Let $F$ be an infinite field and let $f, g \in F[x, y]$. If $f$ and $g$ have no common factors then $V(f) \cap V(g)$ is finite. Note that for $S \subseteq F[x, y], $$V(S)=\left\{a \in F^2 : f(a)=0 \ \forall \ f \in S \right\}$ is a variety.
Does this hold for the higher dimensions? This property is useful when I want to find the closed ideal of a variety $X$ in $F^2$ are prime (e.g.
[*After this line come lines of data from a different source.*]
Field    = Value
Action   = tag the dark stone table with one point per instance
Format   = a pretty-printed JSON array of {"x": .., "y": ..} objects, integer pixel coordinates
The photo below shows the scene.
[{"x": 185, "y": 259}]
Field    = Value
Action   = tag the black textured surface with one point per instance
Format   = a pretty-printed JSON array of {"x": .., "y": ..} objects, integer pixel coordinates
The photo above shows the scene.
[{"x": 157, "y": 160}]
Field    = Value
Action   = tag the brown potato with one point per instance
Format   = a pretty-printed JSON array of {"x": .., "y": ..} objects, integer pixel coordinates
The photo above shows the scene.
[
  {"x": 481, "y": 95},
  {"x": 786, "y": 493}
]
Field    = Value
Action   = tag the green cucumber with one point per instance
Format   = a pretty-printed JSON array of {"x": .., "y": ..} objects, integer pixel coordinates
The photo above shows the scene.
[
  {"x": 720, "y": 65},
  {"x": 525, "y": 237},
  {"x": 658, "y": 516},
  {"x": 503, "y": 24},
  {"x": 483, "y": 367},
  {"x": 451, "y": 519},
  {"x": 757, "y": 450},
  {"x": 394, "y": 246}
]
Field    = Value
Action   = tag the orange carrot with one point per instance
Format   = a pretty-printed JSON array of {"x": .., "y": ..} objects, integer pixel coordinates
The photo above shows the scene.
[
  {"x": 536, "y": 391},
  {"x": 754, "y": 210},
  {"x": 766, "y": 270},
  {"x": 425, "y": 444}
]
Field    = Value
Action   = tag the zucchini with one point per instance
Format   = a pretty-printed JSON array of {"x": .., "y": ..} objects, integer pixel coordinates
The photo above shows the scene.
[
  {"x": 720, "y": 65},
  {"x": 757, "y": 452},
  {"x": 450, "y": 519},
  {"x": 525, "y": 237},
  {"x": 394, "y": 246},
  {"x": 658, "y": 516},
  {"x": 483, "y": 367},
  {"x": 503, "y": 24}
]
Let $X=V(f)$, $f$ irreducible and $g \in I(X)$, then if $V(f) \cap V(g)=V(f)$ infinite and hence $f$ and $g$ have a common factor, so $f$ irreducible implies $f$ is a common factor of $g$, i.e., $g \in (f)$).
I want to know if I can use the similar arguments if I'm given varieties in $F^n$.
Here is an example demonstrating Gerry Myerson's comment that $V(f) \cap V(g)$ is not necessarily finite if $f$ and $g$ share no common factor.
Let $\mathbb{F} = \mathbb{C}$, $f(x,y,z) = xyz \in \mathbb{C}[x,y,z]$ and $g(x,y,z) = x^2 + y^2 - 1$. Clearly $f$ and $g$ share no common factors,as the irreducible factors of $f$ are $x$,$y$ and $z$ and none of these divide $x^2 + y^2 - 1$. However the intersection $V(f) \cap V(g)$ contains $\{(x,y,0) \in \mathbb{C} : x^2 + y^2 - 1 = 0\}$ which is infinite.
Or, even easier, take $f(x,y,z) = x$ and $g(x,y,z) = y$. Then $V(f) \cap V(g) = \{(0,0,z) : z \in \mathbb{C}\}$.